Cutting Deeper Into The Sound
The signal path is vintage Moog: they built this instrument using their 24dB-per-octave ladder filter, fed by three oscillators, all running through a mixer section. Oscillator 3 can modulate oscillators 1 and 2, and it comes with three stage envelope for loudness and the filter. Overall, there is nothing terribly worth our attention when it comes to the MiniMoog oscillators. There is nothing new about the functionality of the instrument from the original model, which to some players could be a positive or a negative. This doesn’t bother me in slightest, and I would like to repeat what I mentioned befor—if it ain’t broke, don’t fix it.
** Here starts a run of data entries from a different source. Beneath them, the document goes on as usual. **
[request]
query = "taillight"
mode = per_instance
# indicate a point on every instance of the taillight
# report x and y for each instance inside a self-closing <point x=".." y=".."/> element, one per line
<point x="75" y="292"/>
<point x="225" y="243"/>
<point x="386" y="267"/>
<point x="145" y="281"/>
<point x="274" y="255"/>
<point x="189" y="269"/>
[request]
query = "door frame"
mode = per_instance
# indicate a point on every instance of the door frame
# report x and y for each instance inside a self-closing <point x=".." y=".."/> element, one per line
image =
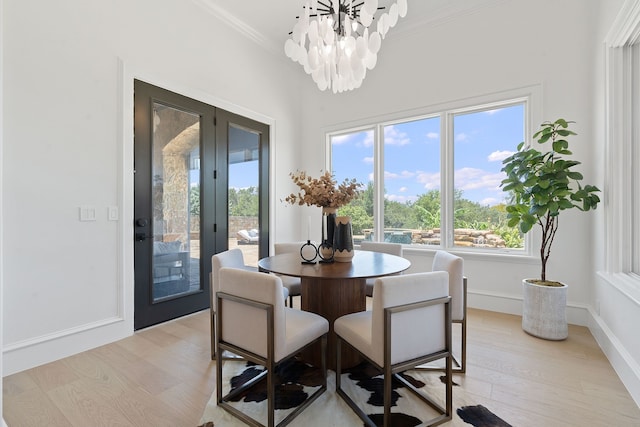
<point x="128" y="72"/>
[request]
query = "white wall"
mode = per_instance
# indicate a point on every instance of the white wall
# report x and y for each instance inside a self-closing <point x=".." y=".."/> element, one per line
<point x="1" y="198"/>
<point x="68" y="87"/>
<point x="503" y="48"/>
<point x="615" y="300"/>
<point x="494" y="49"/>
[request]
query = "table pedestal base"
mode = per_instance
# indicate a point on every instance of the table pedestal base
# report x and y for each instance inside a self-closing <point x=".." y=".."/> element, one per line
<point x="332" y="298"/>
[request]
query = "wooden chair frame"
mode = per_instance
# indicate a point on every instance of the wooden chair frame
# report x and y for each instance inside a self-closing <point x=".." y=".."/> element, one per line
<point x="268" y="363"/>
<point x="391" y="371"/>
<point x="460" y="364"/>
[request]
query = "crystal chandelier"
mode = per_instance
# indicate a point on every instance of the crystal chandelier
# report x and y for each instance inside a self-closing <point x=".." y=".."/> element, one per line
<point x="335" y="41"/>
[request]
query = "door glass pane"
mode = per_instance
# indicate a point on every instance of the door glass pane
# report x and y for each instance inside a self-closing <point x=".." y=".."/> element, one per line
<point x="244" y="181"/>
<point x="176" y="202"/>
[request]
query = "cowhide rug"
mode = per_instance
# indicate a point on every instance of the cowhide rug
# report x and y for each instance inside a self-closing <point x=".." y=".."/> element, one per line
<point x="296" y="380"/>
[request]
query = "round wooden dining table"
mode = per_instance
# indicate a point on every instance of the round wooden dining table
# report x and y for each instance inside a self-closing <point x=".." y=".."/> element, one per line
<point x="334" y="289"/>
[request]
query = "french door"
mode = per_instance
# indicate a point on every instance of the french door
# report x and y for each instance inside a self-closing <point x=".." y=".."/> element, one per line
<point x="191" y="162"/>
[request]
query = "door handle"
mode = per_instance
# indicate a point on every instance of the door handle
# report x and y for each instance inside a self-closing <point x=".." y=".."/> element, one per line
<point x="142" y="222"/>
<point x="141" y="237"/>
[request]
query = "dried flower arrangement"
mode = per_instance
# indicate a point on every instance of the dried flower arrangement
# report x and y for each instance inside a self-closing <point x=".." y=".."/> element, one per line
<point x="324" y="191"/>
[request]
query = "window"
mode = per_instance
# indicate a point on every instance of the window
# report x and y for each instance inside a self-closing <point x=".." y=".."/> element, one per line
<point x="623" y="145"/>
<point x="433" y="180"/>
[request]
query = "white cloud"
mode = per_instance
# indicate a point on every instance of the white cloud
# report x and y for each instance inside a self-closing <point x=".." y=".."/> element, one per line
<point x="402" y="175"/>
<point x="473" y="179"/>
<point x="492" y="112"/>
<point x="393" y="136"/>
<point x="400" y="199"/>
<point x="490" y="201"/>
<point x="498" y="156"/>
<point x="430" y="181"/>
<point x="461" y="137"/>
<point x="341" y="139"/>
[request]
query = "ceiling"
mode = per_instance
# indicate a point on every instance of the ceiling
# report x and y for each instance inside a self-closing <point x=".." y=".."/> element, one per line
<point x="269" y="22"/>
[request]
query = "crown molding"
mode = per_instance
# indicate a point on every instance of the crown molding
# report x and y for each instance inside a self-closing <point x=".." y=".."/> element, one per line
<point x="238" y="25"/>
<point x="626" y="27"/>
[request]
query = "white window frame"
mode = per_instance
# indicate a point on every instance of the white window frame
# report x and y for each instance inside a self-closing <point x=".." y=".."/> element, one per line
<point x="529" y="95"/>
<point x="622" y="213"/>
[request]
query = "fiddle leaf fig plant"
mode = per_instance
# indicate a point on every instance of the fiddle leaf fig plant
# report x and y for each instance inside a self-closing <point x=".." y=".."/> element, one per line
<point x="543" y="184"/>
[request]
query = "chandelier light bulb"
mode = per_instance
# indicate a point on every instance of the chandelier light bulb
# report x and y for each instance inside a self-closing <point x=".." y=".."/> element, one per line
<point x="336" y="43"/>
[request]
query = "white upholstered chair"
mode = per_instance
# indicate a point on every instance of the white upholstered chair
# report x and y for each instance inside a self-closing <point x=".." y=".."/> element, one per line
<point x="254" y="323"/>
<point x="387" y="248"/>
<point x="230" y="258"/>
<point x="409" y="325"/>
<point x="454" y="265"/>
<point x="292" y="284"/>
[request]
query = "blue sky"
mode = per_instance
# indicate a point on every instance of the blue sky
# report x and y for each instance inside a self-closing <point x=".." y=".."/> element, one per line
<point x="412" y="154"/>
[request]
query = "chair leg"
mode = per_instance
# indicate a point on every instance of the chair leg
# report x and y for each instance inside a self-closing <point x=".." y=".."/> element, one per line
<point x="213" y="334"/>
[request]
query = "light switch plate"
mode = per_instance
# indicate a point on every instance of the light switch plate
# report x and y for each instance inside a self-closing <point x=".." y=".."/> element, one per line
<point x="112" y="213"/>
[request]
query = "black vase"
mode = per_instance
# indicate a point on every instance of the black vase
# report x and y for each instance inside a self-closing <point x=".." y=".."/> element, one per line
<point x="325" y="249"/>
<point x="343" y="240"/>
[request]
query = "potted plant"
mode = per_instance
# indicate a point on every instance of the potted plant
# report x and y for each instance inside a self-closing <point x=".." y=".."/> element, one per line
<point x="542" y="185"/>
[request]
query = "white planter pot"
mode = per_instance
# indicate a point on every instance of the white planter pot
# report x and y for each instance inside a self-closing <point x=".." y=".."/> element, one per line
<point x="544" y="311"/>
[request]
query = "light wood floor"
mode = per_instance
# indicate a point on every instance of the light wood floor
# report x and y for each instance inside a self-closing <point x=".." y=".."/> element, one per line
<point x="163" y="376"/>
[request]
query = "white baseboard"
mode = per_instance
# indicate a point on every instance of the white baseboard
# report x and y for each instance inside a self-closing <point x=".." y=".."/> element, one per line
<point x="625" y="366"/>
<point x="510" y="304"/>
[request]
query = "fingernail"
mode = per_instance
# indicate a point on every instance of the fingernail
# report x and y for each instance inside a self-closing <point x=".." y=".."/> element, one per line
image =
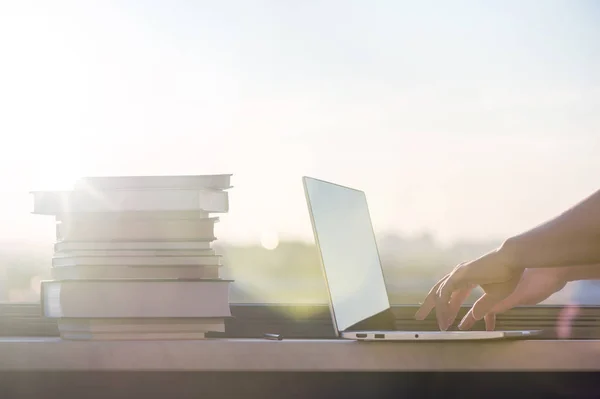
<point x="462" y="322"/>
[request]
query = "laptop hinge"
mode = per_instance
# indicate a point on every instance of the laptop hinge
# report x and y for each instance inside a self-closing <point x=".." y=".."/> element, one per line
<point x="385" y="321"/>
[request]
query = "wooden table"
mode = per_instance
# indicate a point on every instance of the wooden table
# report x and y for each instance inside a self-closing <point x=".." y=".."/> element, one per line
<point x="50" y="367"/>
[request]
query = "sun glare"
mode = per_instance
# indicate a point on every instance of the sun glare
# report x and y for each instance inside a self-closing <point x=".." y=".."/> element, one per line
<point x="269" y="240"/>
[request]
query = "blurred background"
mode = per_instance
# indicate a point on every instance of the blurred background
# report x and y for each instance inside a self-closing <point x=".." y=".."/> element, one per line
<point x="465" y="122"/>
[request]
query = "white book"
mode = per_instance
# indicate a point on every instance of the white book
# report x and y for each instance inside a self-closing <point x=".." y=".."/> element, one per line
<point x="143" y="325"/>
<point x="137" y="230"/>
<point x="135" y="298"/>
<point x="132" y="245"/>
<point x="61" y="202"/>
<point x="131" y="336"/>
<point x="217" y="182"/>
<point x="62" y="261"/>
<point x="149" y="252"/>
<point x="134" y="272"/>
<point x="132" y="215"/>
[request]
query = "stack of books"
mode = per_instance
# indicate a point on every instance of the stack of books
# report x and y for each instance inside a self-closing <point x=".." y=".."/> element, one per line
<point x="134" y="257"/>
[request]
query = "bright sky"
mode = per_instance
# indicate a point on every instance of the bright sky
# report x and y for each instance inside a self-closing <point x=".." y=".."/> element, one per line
<point x="469" y="119"/>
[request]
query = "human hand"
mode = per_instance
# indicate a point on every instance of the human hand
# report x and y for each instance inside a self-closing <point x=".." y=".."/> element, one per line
<point x="535" y="286"/>
<point x="492" y="272"/>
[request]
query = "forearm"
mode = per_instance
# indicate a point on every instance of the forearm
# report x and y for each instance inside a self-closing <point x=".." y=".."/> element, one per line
<point x="585" y="272"/>
<point x="572" y="238"/>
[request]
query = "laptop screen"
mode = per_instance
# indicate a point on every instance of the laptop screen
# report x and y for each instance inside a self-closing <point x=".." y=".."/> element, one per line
<point x="349" y="255"/>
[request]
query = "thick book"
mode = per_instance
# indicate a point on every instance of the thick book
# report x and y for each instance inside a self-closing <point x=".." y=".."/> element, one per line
<point x="131" y="215"/>
<point x="67" y="246"/>
<point x="137" y="230"/>
<point x="216" y="182"/>
<point x="64" y="202"/>
<point x="142" y="325"/>
<point x="135" y="298"/>
<point x="134" y="272"/>
<point x="138" y="252"/>
<point x="63" y="261"/>
<point x="131" y="336"/>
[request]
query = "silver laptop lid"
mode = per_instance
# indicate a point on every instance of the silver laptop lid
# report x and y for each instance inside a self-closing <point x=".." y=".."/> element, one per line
<point x="349" y="256"/>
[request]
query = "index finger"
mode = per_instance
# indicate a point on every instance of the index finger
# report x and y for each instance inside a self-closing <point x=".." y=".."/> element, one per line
<point x="429" y="302"/>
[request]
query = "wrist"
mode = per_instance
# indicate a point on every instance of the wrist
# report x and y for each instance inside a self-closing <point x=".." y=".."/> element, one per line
<point x="507" y="254"/>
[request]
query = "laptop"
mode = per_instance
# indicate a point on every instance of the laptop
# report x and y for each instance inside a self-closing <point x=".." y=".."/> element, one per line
<point x="358" y="298"/>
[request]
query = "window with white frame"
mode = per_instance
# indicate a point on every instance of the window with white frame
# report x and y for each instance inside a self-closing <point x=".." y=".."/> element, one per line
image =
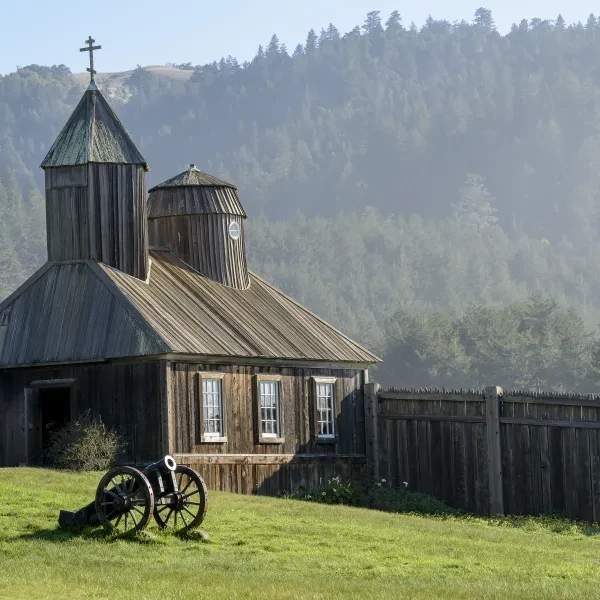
<point x="325" y="410"/>
<point x="212" y="407"/>
<point x="269" y="408"/>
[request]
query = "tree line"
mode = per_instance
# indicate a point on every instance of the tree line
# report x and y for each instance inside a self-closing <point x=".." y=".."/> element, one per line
<point x="398" y="179"/>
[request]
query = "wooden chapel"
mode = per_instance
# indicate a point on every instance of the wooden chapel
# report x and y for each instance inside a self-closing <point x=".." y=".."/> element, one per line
<point x="147" y="315"/>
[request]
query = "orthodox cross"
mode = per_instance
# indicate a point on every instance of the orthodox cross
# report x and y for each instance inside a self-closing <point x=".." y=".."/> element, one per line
<point x="90" y="49"/>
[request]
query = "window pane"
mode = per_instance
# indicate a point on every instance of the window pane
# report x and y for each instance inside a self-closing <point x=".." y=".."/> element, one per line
<point x="269" y="413"/>
<point x="325" y="412"/>
<point x="212" y="406"/>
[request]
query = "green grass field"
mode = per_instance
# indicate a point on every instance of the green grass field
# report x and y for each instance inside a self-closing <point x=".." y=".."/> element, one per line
<point x="273" y="548"/>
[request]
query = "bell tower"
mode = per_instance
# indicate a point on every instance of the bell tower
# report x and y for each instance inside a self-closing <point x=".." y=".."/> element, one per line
<point x="96" y="188"/>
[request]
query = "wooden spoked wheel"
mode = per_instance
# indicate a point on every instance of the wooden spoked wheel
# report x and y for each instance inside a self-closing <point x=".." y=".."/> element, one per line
<point x="187" y="507"/>
<point x="124" y="500"/>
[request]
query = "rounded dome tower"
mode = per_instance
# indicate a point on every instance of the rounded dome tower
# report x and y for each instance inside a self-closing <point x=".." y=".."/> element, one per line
<point x="200" y="219"/>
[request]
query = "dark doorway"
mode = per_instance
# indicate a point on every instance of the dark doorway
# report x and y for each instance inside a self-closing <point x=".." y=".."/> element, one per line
<point x="55" y="406"/>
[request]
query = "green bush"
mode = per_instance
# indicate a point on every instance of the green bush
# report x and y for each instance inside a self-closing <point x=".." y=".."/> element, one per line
<point x="378" y="496"/>
<point x="84" y="445"/>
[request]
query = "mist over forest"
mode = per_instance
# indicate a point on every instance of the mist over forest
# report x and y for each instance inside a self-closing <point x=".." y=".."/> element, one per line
<point x="433" y="192"/>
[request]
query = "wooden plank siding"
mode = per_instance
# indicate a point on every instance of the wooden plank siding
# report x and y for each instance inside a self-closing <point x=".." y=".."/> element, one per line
<point x="125" y="395"/>
<point x="242" y="463"/>
<point x="203" y="242"/>
<point x="101" y="217"/>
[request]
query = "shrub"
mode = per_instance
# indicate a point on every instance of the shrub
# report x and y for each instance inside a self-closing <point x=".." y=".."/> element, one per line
<point x="378" y="496"/>
<point x="84" y="445"/>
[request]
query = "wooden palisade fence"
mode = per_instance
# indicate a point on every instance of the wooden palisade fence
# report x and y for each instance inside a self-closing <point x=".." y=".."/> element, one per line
<point x="489" y="452"/>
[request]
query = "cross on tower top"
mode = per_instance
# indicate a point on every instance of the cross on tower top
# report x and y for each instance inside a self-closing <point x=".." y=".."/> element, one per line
<point x="90" y="48"/>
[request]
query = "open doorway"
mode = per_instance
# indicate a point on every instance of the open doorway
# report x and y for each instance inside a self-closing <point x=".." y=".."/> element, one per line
<point x="55" y="409"/>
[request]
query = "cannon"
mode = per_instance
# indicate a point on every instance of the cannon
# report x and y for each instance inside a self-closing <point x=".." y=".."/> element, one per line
<point x="127" y="498"/>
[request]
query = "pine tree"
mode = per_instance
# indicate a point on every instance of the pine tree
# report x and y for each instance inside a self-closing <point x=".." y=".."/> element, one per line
<point x="484" y="19"/>
<point x="474" y="208"/>
<point x="393" y="25"/>
<point x="311" y="42"/>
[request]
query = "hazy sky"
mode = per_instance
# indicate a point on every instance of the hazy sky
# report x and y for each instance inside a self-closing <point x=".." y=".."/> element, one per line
<point x="158" y="31"/>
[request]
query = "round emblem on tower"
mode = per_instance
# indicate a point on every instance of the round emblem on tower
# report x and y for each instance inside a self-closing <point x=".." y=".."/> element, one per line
<point x="234" y="230"/>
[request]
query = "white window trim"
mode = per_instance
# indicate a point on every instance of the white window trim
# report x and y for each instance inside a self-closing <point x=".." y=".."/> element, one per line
<point x="268" y="438"/>
<point x="212" y="438"/>
<point x="331" y="437"/>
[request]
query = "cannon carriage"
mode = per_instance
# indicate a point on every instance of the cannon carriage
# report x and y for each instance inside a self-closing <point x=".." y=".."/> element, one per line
<point x="128" y="497"/>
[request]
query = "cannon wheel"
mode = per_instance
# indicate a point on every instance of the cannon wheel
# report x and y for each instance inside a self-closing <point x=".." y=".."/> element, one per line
<point x="124" y="500"/>
<point x="192" y="502"/>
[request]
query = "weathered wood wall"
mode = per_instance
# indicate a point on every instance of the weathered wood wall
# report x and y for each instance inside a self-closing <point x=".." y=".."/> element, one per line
<point x="443" y="445"/>
<point x="204" y="243"/>
<point x="437" y="444"/>
<point x="98" y="212"/>
<point x="270" y="475"/>
<point x="242" y="462"/>
<point x="126" y="396"/>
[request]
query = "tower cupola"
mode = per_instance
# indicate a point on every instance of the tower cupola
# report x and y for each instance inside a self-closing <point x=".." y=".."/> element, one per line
<point x="96" y="189"/>
<point x="201" y="220"/>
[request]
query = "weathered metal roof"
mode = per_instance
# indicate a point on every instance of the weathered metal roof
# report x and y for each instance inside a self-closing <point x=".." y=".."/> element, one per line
<point x="71" y="312"/>
<point x="193" y="177"/>
<point x="167" y="202"/>
<point x="93" y="133"/>
<point x="78" y="311"/>
<point x="195" y="315"/>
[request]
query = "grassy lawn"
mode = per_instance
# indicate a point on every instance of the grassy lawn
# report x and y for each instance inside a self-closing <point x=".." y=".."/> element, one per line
<point x="270" y="548"/>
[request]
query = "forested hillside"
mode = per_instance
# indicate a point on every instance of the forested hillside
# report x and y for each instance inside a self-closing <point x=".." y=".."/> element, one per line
<point x="388" y="172"/>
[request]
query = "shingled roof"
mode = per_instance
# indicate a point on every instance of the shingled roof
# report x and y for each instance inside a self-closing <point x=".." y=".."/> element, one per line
<point x="194" y="315"/>
<point x="86" y="310"/>
<point x="93" y="134"/>
<point x="193" y="177"/>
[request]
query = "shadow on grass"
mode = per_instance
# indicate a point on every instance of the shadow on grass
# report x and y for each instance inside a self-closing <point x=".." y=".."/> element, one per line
<point x="64" y="534"/>
<point x="408" y="502"/>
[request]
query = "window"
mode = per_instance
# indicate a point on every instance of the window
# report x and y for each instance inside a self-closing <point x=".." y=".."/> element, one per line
<point x="324" y="408"/>
<point x="325" y="414"/>
<point x="213" y="409"/>
<point x="235" y="230"/>
<point x="269" y="410"/>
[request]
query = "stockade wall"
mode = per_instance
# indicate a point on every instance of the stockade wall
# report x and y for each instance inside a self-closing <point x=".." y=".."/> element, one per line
<point x="488" y="452"/>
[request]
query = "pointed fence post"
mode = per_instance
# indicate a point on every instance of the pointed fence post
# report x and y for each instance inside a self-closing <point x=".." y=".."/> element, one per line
<point x="371" y="430"/>
<point x="492" y="419"/>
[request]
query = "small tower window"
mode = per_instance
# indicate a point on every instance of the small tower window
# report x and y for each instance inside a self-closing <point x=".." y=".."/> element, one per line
<point x="234" y="230"/>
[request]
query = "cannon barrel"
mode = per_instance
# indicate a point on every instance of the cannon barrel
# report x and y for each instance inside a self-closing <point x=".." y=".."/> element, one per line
<point x="164" y="466"/>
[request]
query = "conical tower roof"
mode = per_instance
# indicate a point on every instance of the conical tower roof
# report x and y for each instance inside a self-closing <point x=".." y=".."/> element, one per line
<point x="93" y="134"/>
<point x="193" y="177"/>
<point x="194" y="192"/>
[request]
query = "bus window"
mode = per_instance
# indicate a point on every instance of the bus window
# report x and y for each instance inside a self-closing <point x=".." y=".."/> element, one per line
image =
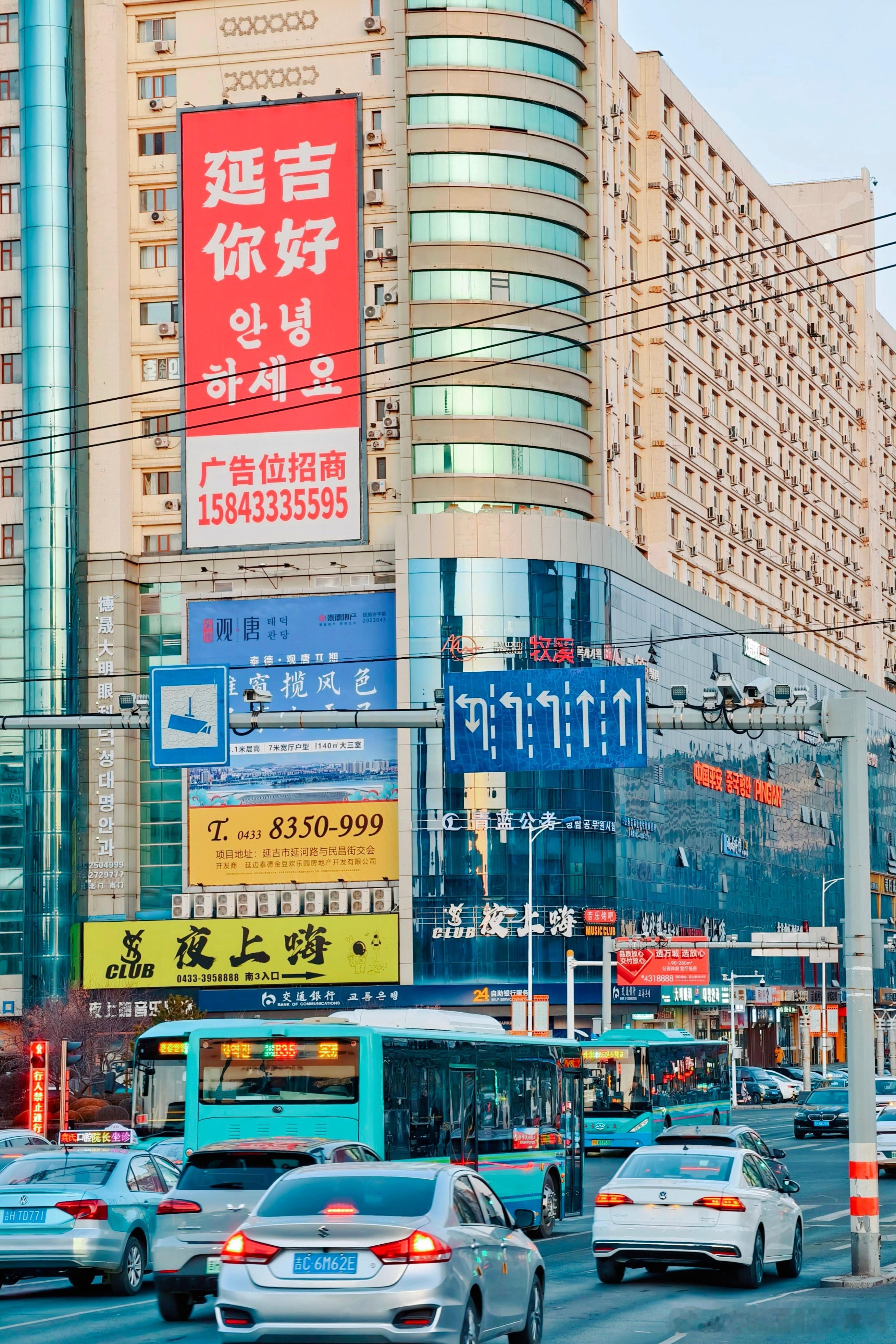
<point x="297" y="1072"/>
As for the 24dB-per-octave ladder filter, one of the things that is carried over from the original are how the instrument reacts to when the player is playing softer rather than with greater speed. It tends to sound brighter and louder, which can be an advantage for players that want that realism when considering how acoustic players tend to play louder and brighter when playing faster. It is a subtle difference but could be enough of an edge over software and other digital counterparts out there.
So, does the MiniMoog offer enough, particularly in its sound, to justify the high price tag?
Well…yes and no.
To me, the MiniMoog is sort of a combination of nostalgia, a great product with a high-value brand name, and luxury. I think many artists would agree that you could find more affordable instruments out there, like the Moog Sub 37 and the Dave Smith Prophet 08.
Granted, you will probably not be able to get the sound of MiniMoog, but you could find something similar or in the ballpark of what you are looking for to get the job done. It is a great instrument, and it’s certainly worth owning, but you’re going to have to ask yourself if the nostalgia of the past is worth so much money in the present.